Comfortable and capable. The 2021 Jeep Grand Cherokee continues doing what it does best: keeping you comfortable, no matter how far from the pavement you may stray. It’s a family-friendly full-size SUV, but it has more grunt than most.
Five adults fit comfortably in the Grand Cherokee, with supportive buckets up front. Rivals like the Ford Explorer get more leg room, but the Jeep is no slouch. If a third row is a must, you’re out of luck – the related Dodge Durango will serve you better.
The only place the Grand Cherokee’s cabin falters is cargo space. Its 36.3 cubic feet expands to 63 with the seats folded, which is more than 20 cubic feet shy of rivals like the Explorer or Kia Telluride.

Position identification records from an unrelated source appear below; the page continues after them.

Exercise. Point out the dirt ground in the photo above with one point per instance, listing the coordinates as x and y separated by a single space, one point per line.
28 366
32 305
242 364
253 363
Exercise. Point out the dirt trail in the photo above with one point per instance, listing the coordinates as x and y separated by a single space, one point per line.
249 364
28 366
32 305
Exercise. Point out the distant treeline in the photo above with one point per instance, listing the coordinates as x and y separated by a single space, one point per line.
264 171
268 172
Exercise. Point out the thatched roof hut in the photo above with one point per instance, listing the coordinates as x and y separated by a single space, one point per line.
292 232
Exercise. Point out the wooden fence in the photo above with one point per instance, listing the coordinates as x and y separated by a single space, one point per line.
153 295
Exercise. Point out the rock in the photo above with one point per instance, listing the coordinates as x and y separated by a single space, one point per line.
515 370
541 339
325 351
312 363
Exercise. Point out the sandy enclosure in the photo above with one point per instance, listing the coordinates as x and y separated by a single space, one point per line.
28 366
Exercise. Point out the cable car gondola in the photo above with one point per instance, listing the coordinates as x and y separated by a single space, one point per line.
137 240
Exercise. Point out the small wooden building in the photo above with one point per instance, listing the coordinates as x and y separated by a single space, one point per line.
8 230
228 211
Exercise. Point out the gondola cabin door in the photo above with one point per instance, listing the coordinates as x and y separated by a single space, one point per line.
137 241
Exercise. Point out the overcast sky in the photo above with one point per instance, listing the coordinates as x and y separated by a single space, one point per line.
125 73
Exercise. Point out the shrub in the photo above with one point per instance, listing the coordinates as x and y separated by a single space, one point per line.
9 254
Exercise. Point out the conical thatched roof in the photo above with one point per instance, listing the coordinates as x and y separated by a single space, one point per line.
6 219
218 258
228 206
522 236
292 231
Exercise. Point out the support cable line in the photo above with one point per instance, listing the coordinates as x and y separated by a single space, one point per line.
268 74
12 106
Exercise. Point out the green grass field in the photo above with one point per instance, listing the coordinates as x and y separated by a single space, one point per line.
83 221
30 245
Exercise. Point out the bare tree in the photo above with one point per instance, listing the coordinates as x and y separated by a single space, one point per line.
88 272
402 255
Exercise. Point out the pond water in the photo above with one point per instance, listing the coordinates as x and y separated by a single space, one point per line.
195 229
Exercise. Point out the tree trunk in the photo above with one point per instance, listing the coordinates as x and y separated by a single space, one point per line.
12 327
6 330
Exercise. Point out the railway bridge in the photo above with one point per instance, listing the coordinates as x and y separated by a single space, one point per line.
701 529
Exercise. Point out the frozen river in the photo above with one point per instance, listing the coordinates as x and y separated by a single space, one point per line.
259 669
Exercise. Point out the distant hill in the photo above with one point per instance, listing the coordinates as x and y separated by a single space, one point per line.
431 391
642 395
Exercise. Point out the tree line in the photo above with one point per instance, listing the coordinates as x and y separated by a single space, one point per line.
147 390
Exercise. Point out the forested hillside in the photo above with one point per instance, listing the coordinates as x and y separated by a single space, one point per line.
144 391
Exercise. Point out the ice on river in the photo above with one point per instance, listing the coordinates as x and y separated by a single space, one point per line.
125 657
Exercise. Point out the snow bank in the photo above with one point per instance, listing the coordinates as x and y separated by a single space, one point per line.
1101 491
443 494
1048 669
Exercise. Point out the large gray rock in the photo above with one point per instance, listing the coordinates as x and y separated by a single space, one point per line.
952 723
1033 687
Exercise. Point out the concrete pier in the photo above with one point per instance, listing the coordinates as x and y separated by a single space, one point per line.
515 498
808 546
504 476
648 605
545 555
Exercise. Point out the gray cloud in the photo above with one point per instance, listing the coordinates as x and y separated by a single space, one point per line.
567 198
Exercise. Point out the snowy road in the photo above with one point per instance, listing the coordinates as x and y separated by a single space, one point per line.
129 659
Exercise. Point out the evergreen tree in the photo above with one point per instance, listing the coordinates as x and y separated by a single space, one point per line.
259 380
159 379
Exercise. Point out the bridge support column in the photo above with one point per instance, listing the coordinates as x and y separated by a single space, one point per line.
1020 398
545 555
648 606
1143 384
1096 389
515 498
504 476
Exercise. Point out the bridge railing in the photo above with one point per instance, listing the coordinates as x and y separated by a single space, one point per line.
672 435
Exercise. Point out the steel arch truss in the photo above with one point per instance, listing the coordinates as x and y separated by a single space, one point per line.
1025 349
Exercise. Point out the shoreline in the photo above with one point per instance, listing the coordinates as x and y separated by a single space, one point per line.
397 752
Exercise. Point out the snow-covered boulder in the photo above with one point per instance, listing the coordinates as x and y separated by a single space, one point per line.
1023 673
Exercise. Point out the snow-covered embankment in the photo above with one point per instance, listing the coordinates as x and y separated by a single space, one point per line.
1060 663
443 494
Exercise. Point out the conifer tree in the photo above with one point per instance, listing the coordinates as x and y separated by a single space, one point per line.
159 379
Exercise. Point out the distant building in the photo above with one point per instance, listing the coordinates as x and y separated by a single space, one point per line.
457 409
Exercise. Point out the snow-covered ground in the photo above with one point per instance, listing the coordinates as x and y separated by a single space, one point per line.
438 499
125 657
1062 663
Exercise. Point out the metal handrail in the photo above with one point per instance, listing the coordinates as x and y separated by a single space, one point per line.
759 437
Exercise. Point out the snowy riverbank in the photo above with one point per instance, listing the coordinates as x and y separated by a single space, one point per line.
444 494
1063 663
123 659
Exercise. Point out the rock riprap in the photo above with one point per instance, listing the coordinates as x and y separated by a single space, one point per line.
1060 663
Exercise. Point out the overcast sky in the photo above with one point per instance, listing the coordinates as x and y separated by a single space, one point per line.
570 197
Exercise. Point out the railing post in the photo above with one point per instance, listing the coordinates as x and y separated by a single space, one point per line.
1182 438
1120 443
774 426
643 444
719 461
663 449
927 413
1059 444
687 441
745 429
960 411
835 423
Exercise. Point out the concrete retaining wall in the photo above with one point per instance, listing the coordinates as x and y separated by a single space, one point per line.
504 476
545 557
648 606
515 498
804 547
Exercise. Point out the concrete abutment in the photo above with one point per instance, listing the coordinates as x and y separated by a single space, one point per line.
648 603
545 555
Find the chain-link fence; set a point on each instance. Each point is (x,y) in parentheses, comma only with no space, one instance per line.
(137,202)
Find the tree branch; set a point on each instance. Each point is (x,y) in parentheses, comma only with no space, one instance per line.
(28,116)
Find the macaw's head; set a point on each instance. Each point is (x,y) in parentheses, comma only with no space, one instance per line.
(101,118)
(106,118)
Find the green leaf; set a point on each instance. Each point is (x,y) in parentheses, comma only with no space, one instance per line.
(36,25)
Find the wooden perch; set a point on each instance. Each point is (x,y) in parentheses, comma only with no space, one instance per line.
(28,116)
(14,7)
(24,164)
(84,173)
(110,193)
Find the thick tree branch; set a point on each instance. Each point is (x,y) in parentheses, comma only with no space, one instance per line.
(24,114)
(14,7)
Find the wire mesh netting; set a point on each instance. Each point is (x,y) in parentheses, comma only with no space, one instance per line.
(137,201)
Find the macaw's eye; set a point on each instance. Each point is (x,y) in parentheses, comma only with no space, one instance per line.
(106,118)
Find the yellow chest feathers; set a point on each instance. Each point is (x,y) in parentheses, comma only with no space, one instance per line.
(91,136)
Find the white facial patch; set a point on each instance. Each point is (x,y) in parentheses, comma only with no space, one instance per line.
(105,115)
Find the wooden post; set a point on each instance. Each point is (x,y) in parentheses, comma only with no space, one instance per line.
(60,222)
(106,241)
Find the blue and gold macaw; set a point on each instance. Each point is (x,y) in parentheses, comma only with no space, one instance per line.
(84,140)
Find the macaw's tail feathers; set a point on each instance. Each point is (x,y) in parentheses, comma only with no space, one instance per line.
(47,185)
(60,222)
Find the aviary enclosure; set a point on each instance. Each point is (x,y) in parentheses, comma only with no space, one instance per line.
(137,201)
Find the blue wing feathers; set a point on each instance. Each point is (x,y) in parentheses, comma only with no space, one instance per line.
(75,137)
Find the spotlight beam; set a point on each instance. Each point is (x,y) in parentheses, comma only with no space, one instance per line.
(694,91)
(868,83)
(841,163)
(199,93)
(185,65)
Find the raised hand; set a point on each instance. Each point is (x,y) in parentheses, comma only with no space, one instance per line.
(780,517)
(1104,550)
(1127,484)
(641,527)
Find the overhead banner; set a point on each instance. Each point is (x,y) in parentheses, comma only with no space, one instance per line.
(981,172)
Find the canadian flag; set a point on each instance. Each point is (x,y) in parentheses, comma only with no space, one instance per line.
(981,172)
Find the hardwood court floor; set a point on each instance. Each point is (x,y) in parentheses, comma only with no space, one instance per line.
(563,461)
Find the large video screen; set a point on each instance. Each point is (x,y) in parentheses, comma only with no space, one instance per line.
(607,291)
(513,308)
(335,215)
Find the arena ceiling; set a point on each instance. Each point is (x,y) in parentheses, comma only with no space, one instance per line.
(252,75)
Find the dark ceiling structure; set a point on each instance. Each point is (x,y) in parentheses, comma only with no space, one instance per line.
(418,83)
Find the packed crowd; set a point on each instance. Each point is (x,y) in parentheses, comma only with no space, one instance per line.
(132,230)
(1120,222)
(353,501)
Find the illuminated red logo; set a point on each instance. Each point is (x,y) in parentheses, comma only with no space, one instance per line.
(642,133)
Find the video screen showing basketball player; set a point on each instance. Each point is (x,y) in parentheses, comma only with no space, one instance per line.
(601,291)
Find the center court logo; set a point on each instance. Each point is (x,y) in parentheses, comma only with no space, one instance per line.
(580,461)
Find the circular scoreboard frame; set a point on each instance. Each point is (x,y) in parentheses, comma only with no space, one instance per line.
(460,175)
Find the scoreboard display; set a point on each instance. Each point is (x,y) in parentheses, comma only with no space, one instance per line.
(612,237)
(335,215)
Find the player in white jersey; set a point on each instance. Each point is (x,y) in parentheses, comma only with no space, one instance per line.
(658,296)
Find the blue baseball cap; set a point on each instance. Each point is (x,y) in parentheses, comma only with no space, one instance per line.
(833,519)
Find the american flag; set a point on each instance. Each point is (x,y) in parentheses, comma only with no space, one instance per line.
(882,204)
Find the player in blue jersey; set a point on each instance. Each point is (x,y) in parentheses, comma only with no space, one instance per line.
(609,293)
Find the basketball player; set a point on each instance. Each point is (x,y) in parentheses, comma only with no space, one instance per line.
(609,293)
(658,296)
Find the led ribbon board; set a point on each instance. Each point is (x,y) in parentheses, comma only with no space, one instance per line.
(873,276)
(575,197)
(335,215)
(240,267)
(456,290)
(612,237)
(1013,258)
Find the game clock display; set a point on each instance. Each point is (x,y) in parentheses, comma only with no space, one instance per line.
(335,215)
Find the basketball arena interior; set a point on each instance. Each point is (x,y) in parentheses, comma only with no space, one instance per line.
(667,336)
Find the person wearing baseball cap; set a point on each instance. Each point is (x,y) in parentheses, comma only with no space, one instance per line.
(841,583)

What Jeep still does better than nearly anyone else is off-road capability. The Grand Cherokee gets various versions of Jeep’s Quadra-Trac all-wheel-drive system, which range from adventurous to nigh unstoppable.
Upper trims also get an air suspension that can lift the car up for 11.3 inches of ground clearance, or lower it for (relatively) improved fuel economy. It’s all very impressive. I off-roading is on the docket, few SUVs short of a Jeep Wrangler will improve on the Grand Cherokee.
Looks (and price) to match. Although small changes have kept it competitive, the Grand Cherokee has been on the market for nearly a decade. It’s kept the same basic formula throughout: the seven-slot grille, trapezoidal wheel arches, and slabby sides. Somehow, it all still works.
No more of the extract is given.